Monday, August 23, 2010

Ghost Hunters Features Otesaga Hotel in Wednesday's Show


Ghost Hunters, which appears on the Syfy Channel, is kicking off the season Wednesday (8/25) at 9 p.m. Eastern time with an episode on the Otesaga Resort Hotel, which is also a chapter in my book, "Haunted Golf." Rachel Donnelly, my friend who first told me about the Otesaga after having worked there and is quoted in "Haunted Golf," was extensively interviewed by Ghost Hunters but we'll have to wait and see if she made the cut. One person who is in the book but refused to talk with Ghost Hunters is Bill June. Bill shies away from publicity, for the most part, but was kind enough to sit down with me for close to an hour when I visited the Otesaga and relate some of the encounters he's had while working at the hotel. His stories really make the chapter.

I doubt that it will make even the briefest appearance, but the Leatherstocking Golf Course that is connected to the hotel is a wonderful design. Devereux Emmet is the architect of the original 9 and was involved with expanding the course to 18. A magazine piece Emmet wrote about the addition tantalizes readers with the intimation that other architects were on site advising him, but Emmet never lists names. With his connection to C.B. Macdonald, it may have been him and/or Seth Raynor. For now, it's a mystery.

(My photo is of the par-3 12th)

Wednesday, August 18, 2010

More Plans to Ruin the Seth Raynor 9-Hole Jewel at Hotchkiss

Imagine that from 1924 to 1926 one of the most prominent building architects in the country -- let's say Frank Lloyd Wright -- came to Yale University to create a structure that became the envy of not only every other Ivy League institution, but also of every college and university in the country. During his time at Yale, at the behest of prominent alums, Wright traveled some 60 miles north of New Haven, a trip of over two hours, to one of the most prestigious preparatory schools in the nation to create a half-size version of his work at Yale. While there, he befriended an educator who so fell in love with the world of architecture that he left teaching to join with the architect and later forge his own lauded design career that would include returning to the prep school a few years later to update the building. Now, some 84 years later, this heralded institution has allowed the Frank Lloyd Wright building to fall into serious disrepair. Windows are boarded up, the facade is cracking, stones have loosened, some have even fallen out. In one instance, a portion of the building was removed so that a new building could take up that space. The original structure, once, perhaps, the finest of its kind at any preparatory school in the country, is a shell of its former self. The desecration is continuing. The school has plans for a new building to encroach on the the existing one, rendering another portion of it all but useless and seeming to herald the end of this once lauded structure.
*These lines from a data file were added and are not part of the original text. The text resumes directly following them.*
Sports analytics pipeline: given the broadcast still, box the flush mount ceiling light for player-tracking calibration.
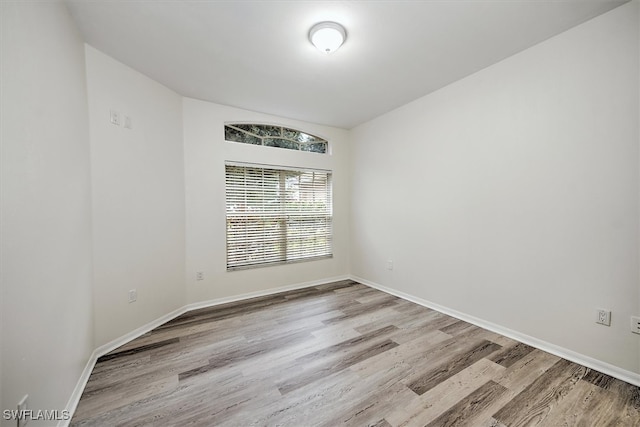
[309,22,347,53]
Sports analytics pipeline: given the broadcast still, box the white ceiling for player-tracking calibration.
[67,0,626,129]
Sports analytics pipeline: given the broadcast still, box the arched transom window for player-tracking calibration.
[224,123,328,154]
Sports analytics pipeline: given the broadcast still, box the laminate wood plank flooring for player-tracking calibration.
[71,280,640,427]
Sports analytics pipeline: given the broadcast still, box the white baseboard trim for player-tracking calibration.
[57,275,351,427]
[351,276,640,387]
[185,276,351,311]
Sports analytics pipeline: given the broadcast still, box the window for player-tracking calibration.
[225,164,333,270]
[224,123,327,154]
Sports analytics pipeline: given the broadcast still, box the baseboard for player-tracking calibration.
[351,276,640,387]
[58,275,351,427]
[58,350,98,427]
[185,275,351,312]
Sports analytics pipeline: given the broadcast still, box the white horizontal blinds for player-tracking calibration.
[226,165,332,269]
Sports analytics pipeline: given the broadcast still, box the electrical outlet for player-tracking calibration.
[631,316,640,334]
[18,394,29,427]
[109,110,120,126]
[596,308,611,326]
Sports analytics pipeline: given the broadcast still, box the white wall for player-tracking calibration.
[184,99,349,303]
[86,46,185,347]
[350,2,640,372]
[0,2,93,425]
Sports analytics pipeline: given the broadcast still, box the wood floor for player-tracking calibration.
[72,281,640,427]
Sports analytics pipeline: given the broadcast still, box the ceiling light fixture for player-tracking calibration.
[309,22,347,53]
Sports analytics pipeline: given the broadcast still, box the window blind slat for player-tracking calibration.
[225,165,333,269]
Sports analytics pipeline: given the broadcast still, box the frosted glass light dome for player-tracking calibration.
[309,22,347,53]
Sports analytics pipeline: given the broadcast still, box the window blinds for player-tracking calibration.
[225,164,332,270]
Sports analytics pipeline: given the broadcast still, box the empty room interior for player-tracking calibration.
[0,0,640,427]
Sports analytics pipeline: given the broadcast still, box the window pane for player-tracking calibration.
[226,165,332,269]
[224,123,328,154]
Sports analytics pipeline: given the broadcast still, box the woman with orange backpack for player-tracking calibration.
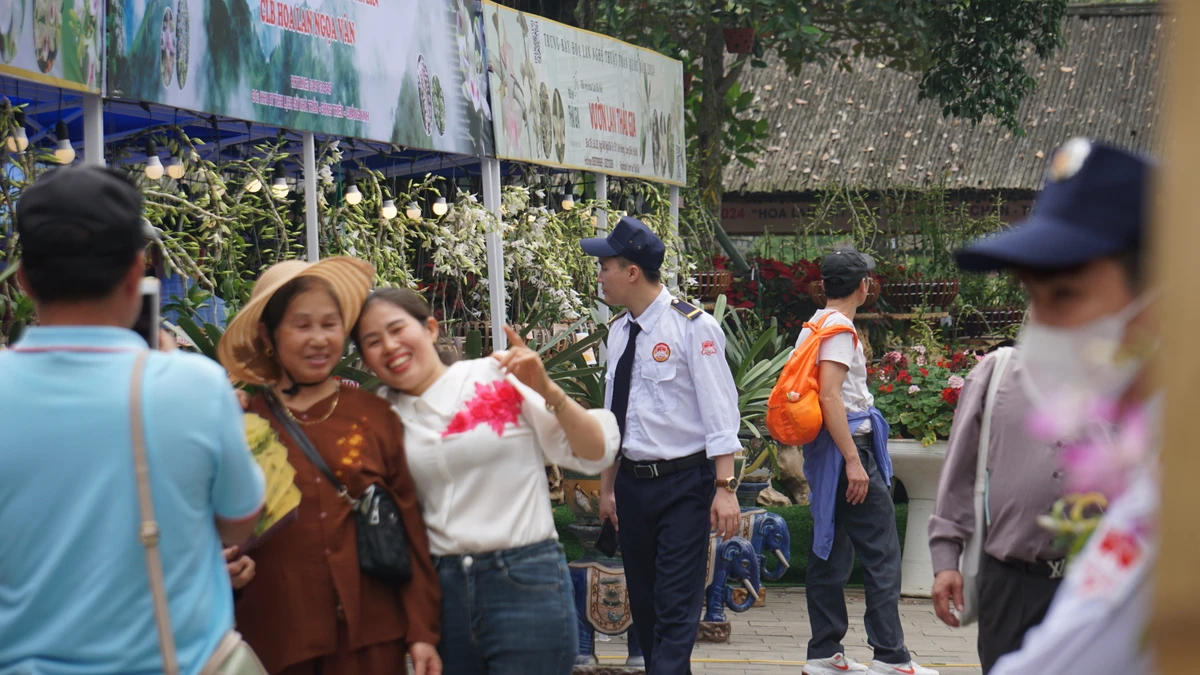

At first glance, this appears to be a far-fetched idea, but in reality that is precisely what is happening, and has been happening for decades, at the Hotchkiss School in Lakeville, Conn. Instead of a building, it is a golf course and instead of Frank Lloyd Wright as designer, it is Seth J. Raynor, one of the preeminent golf architects in the history of the field.

Raynor was, in fact, working on the Yale golf course when he traveled to Lakeville, starting in about 1925, to create the 9-hole layout that includes versions of many of his famous hole styles. There are renditions of Short (first photo), Eden and Alps (second photo). The sixth green is one of the finest Raynor ever produced, a sentiment held by Raynor historian George Bahto. It is a wonderful design augmented by a delightful routing that takes golfers through and along the Hotchkiss campus with views of Wononskopomuc Lake and the surrounding hills.

During construction, Hotchkiss assigned popular teacher Charles Banks to act as a liaison between Raynor and the school. Banks became enamored with the craft to such an extent that he left teaching to join with Raynor and when his mentor died less than two years later, it was Banks that finished over a dozen of Raynor's projects, including Yale and the Fishers Island Club before going onto his own successful career as an architect.

The Hotchkiss course is in an embarrassing state, there is no other way to describe it. The large green pads with the trademark ridges, humps and swales, artfully crafted under Raynor's guidance, are reduced to small ovals as both photographs clearly illustrate. Many bunkers are abandoned or filled in. The condition of the turf is, in places, abysmal. The blame, in this situation, does not fall on the superintendent, because there isn't one. The small grounds crew that takes care of all the grass at Hotchkiss is also in charge of upkeep of the course, a recipe for failure.

Over the years, the architecture has also suffered. The seventh hole was shortened by approximately 40 yards and the original green destroyed to allow for a new driveway. Worse, the shortening of the second hole to make way for a new building was ill conceived and would never had happened if Raynor's work been held in proper regard. The gradual evisceration continues. There are plans for a structure to be built so close to the sixth green that it will impede play, a clear sign that the school will most assuredly one day decide a golf course no longer has a place in the long-term goals of Hotchkiss.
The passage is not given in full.